The Johnson & Johnson’s baby shampoo sold in some countries does not contain a formaldehyde-releasing ingredient, but the one sold in the US and Canada does.

Two years ago, bath and body giant Johnson & Johnson was criticized by watchdog group the Campaign for Safe Cosmetics for including a formaldehyde-releasing ingredient in its baby shampoo. Now, they are being criticized once more, as the original baby shampoo formulation sold in Canada and the US has still not been changed.

Surprisingly, the version of the product sold in certain other countries does not contain the risky ingredient, making it apparent that it is possible to produce a safer version.

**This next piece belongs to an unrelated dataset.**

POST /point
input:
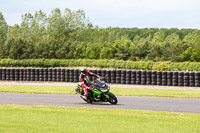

The ingredient in question is not formaldehyde per se, but it is a preservative called quaternium-15 that releases formaldehyde. Formaldehyde is a carcinogen, but is still legal in products in small doses such as in the baby shampoo, even though it is known to cause skin rash even in these quantities.

Tips for consumers

  • Johnson & Johnson has released a statement claiming that it will phase out the ingredient. In the meantime, the Campaign for Safe Cosmetics is calling for parents to boycott the product until it bans the substance.
  • Although formaldehyde may be a well known chemical hazard, other dangerous ingredients also lurk in many hair products and other bodycare products—for babies and adults alike. It’s a good idea to familiarize yourself with some of the major offenders and steer clear of them when listed in the ingredient list. No ingredient list? Don’t buy it!